Part of the dynamic exports feature set is a more correct and consistent management of sub-mounts and permissions. Administrators can use these features to handle a number of complex file service requirements.

  • Exports properly handle sub-mounts. For example, if the server exports /fs0 as read-only and /fs0/some/path/fs1 as read-write, the server will recognize the transition between the two filesystems and use the appropriate permissions. It will also detect the crossing to a different filesystem. In this case, if /fs0 is Ext4 and /fs1 is GPFS, the two mounts will use the appropriate FSAL. This is also important if one is pNFS capable and the other is not.
  • Exports can be defined in any order. The server sorts out everything out as above and applies the export options correctly.
  • Exports have CLIENT sub-blocks to apply fine grained permissions based on the client's identity. These blocks are definition order dependent. The first matching client identity match will be taken so the administrator should properly order these blocks in the export to get what she intends.
See Managing Exports with DBus for more detail.

Managing Exports via DBus

The server installs all the exports it finds in its configuration file at startup. An administrator would use one of the administration tools to add or remove an export in a running server. This is a large topic that is covered in the Managing Exports with DBus guide.

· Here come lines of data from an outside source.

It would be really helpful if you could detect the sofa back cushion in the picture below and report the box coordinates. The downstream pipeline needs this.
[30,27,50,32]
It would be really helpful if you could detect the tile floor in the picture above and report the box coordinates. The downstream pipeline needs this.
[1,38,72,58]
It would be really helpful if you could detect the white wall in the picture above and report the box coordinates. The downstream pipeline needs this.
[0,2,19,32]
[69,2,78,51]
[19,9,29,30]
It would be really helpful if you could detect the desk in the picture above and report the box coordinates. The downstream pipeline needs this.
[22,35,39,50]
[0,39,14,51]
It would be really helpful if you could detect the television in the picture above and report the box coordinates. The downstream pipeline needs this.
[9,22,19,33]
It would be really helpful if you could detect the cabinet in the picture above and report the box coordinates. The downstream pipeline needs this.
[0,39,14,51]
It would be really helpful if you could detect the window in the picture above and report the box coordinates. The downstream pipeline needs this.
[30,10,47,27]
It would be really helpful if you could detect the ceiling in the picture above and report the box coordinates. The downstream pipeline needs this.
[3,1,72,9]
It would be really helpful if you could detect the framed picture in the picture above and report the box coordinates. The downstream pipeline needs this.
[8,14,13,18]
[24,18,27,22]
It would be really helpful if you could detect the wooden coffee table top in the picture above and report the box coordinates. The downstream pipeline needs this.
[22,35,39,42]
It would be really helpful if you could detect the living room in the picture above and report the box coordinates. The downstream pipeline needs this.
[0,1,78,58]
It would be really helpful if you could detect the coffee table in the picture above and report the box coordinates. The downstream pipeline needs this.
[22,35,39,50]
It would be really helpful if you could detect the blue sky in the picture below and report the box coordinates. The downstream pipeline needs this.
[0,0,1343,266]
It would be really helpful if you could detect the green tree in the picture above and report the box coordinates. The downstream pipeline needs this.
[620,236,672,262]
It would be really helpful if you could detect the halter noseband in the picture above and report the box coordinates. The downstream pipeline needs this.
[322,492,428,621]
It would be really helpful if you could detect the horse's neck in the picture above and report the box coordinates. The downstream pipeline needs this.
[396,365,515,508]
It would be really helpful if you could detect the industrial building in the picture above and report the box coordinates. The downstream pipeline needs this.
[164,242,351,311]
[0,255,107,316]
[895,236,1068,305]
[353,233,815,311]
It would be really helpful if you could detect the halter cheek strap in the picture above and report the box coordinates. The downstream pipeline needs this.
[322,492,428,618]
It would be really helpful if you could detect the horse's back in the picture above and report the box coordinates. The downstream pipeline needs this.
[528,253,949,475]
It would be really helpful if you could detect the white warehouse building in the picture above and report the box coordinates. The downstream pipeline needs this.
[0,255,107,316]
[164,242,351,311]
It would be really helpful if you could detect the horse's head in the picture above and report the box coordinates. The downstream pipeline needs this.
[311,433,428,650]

Pseudo Filesystem as a FSAL and Dynamic Exports

The pseudo filesytem infrastructure has been completely re-written. There are no administrator or user visible changes but the new structure makes dynamic exports possible. The old infrastructure which was special case code is now replaced by an internal FSAL that manages an internal filesystem backend that is based on the pseudo and path parameters of exports. The pseudo FSAL implicitly exports the following:

EXPORT {
	Export_ID = 1;
	Pseudo = /;
	Path = /;
	Access_type = RO;
}

Export 1 with a path of "/" is treated as the pseudo filesystem. One could use a local filesystem as persistent storage for a pseudo filesystem by defining it with an ID of 1 and a pseudo path of "/". Nothing is really gained by this but it is possible given the implementation.

Extended Alternate Groups

The NFSv3 protocols made a number of assumptions and design choices that are no longer appropriate in modern, enterprise environments. One of these is the way user credentials are passed from the client to the server. One of these limitations is the size limitation of only 16 alternate groups in the credentials for a request. Many enterprise environments require more than 16 groups. See the [Configurationfile|configuration] for the administrative details.

This is a per export option controlled by the boolean parameter Manage_gids. If this parameter is true for an export, the alternate groups from an AUTH_SYS request credential are replaced by the alternate groups supplied by the server system. This removes the 16 group limit imposed by AUTH_SYS.